Re: Error with Hadoop-0.4.0

Posted by Jérôme Charron <je...@gmail.com>.

> I have the same problem on a distribute environment! :-(
> So I think can confirm this is a bug.

Thanks for this feedback Stefan.


> We should fix that.

What I suggest, is simply to remove the line 75 in createJob method from
CrawlDb :
setInputPath(new Path(crawlDb, CrawlDatum.DB_DIR_NAME));
In fact, this method is only used by Injector.inject() and CrawlDb.update()
and
the inputPath setted in createJob is not needed neither by Injector.inject()
nor
CrawlDb.update() methods.

If no objection, I will commit this change tomorrow.

Regards

Jérôme

-- 
http://motrech.free.fr/
http://www.frutch.org/

Re: Error with Hadoop-0.4.0

Posted by Stefan Groschupf <sg...@media-style.com>.

Hi Jérôme,

I have the same problem on a distribute environment! :-(
So I think can confirm this is a bug.
We should fix that.

Stefan

On 06.07.2006, at 08:54, Jérôme Charron wrote:

> Hi,
>
> I encountered some problems with Nutch trunk version.
> In fact it seems to be related to changes related to Hadoop-0.4.0  
> and JDK
> 1.5
> (more precisely since HADOOP-129 and File replacement by Path).
>
> In my environment, the crawl command terminate with the following  
> error:
> 2006-07-06 17:41:49,735 ERROR mapred.JobClient  
> (JobClient.java:submitJob(273))
> - Input directory /localpath/crawl/crawldb/current in local is  
> invalid.
> Exception in thread "main" java.io.IOException: Input directory
> /localpathcrawl/crawldb/current in local is invalid.
>        at org.apache.hadoop.mapred.JobClient.submitJob 
> (JobClient.java:274)
>        at org.apache.hadoop.mapred.JobClient.runJob(JobClient.java: 
> 327)
>        at org.apache.nutch.crawl.Injector.inject(Injector.java:146)
>        at org.apache.nutch.crawl.Crawl.main(Crawl.java:105)
>
> By looking at the Nutch code, and simply changing the line 145 of  
> Injector
> by mergeJob.setInputPath(tempDir) (instead of mergeJob.addInputPath
> (tempDir))
> all is working fine. By taking a closer look at CrawlDb code, I  
> finaly don"t
> understand why there is the following line in the createJob method:
> job.addInputPath(new Path(crawlDb, CrawlDatum.DB_DIR_NAME));
>
> For curiosity, if a hadoop guru can explain why there is such a
> regression...
>
> Does somebody have the same error?
>
> Regards
>
> Jérôme
>
> -- 
> http://motrech.free.fr/
> http://www.frutch.org/

Re: Error with Hadoop-0.4.0

Posted by Jérôme Charron <je...@gmail.com>.

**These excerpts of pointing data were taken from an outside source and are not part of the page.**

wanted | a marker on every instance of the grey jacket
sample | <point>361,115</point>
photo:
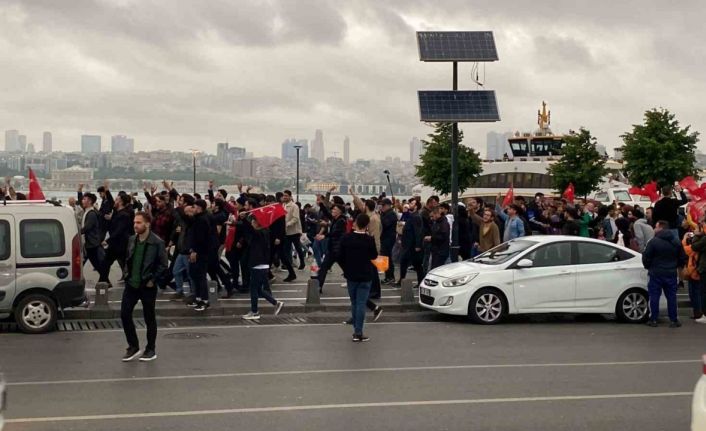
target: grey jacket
<point>154,264</point>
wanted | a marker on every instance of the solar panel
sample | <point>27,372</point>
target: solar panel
<point>458,106</point>
<point>456,46</point>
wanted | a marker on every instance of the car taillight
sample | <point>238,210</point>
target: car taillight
<point>76,262</point>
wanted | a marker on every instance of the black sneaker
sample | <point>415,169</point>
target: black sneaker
<point>149,355</point>
<point>131,353</point>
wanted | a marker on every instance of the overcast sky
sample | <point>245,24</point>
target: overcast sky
<point>182,74</point>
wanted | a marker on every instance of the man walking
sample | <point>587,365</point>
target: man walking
<point>357,251</point>
<point>293,235</point>
<point>662,256</point>
<point>259,263</point>
<point>146,260</point>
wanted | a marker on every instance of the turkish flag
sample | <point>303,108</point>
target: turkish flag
<point>569,193</point>
<point>509,197</point>
<point>35,190</point>
<point>649,189</point>
<point>267,215</point>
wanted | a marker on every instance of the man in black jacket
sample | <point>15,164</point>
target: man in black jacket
<point>198,240</point>
<point>662,257</point>
<point>388,219</point>
<point>259,263</point>
<point>439,238</point>
<point>146,261</point>
<point>120,231</point>
<point>412,236</point>
<point>336,231</point>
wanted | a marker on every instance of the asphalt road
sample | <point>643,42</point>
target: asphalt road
<point>546,375</point>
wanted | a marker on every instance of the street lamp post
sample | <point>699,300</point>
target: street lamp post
<point>297,147</point>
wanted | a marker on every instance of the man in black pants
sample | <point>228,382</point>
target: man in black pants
<point>145,262</point>
<point>199,243</point>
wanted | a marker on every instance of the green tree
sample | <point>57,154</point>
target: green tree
<point>580,165</point>
<point>435,167</point>
<point>659,150</point>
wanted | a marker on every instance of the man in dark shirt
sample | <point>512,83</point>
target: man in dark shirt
<point>355,257</point>
<point>198,240</point>
<point>146,261</point>
<point>667,208</point>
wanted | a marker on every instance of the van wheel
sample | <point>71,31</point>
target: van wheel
<point>487,307</point>
<point>633,307</point>
<point>36,313</point>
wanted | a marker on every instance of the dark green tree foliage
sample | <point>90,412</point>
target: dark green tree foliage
<point>580,165</point>
<point>435,167</point>
<point>659,150</point>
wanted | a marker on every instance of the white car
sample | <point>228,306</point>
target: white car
<point>541,274</point>
<point>698,403</point>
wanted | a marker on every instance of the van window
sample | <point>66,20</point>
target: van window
<point>4,240</point>
<point>41,238</point>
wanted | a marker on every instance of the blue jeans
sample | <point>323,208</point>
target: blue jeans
<point>655,287</point>
<point>359,291</point>
<point>258,282</point>
<point>696,297</point>
<point>319,248</point>
<point>181,272</point>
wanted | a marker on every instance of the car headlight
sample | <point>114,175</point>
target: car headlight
<point>459,281</point>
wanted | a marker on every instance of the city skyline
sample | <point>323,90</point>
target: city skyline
<point>594,64</point>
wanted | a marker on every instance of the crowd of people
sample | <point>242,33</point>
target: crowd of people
<point>215,236</point>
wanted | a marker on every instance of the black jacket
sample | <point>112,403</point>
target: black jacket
<point>199,235</point>
<point>663,254</point>
<point>412,233</point>
<point>667,209</point>
<point>259,248</point>
<point>440,230</point>
<point>121,227</point>
<point>154,263</point>
<point>388,220</point>
<point>91,230</point>
<point>357,251</point>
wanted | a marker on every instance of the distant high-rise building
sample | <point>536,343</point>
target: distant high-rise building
<point>416,149</point>
<point>12,142</point>
<point>122,144</point>
<point>46,142</point>
<point>346,150</point>
<point>317,146</point>
<point>226,155</point>
<point>497,145</point>
<point>289,152</point>
<point>90,144</point>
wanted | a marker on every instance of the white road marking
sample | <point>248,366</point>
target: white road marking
<point>275,409</point>
<point>354,370</point>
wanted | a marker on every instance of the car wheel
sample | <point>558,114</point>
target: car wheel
<point>633,307</point>
<point>487,307</point>
<point>36,313</point>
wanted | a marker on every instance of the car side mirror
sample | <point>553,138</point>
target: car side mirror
<point>525,263</point>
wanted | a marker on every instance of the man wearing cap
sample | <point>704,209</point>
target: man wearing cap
<point>388,219</point>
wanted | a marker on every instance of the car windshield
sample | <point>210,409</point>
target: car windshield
<point>503,252</point>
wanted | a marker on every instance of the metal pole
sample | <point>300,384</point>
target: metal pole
<point>454,176</point>
<point>298,148</point>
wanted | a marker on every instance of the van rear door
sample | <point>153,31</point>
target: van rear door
<point>8,243</point>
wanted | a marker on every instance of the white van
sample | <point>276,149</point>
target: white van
<point>41,265</point>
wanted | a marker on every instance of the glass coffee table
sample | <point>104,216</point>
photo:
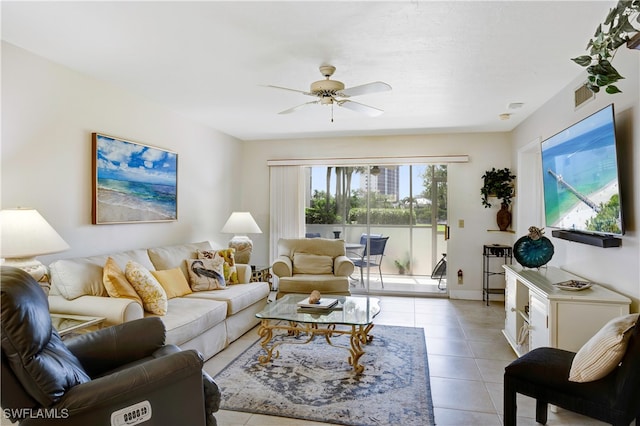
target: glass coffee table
<point>352,316</point>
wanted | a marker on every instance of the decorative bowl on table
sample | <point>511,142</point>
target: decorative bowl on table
<point>533,250</point>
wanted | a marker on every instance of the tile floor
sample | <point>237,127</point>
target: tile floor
<point>467,355</point>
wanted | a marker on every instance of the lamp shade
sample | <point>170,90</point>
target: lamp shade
<point>241,223</point>
<point>24,233</point>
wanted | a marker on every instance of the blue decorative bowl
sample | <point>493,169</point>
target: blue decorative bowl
<point>533,253</point>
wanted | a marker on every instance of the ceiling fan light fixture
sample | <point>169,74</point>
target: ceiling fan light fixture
<point>330,92</point>
<point>331,86</point>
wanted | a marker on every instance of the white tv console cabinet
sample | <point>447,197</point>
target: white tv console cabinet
<point>539,314</point>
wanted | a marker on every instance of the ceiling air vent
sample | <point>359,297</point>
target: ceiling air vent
<point>583,95</point>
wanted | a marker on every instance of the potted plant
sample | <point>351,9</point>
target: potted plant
<point>620,25</point>
<point>499,183</point>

> > I encountered some problems with Nutch trunk version.
> > In fact it seems to be related to changes related to Hadoop-0.4.0 and
> JDK
> > 1.5
> > (more precisely since HADOOP-129 and File replacement by Path).
> > Does somebody have the same error?
>
> I am not seeing this (just run inject on a single machine(linux)
> configuration, local fs without problems ).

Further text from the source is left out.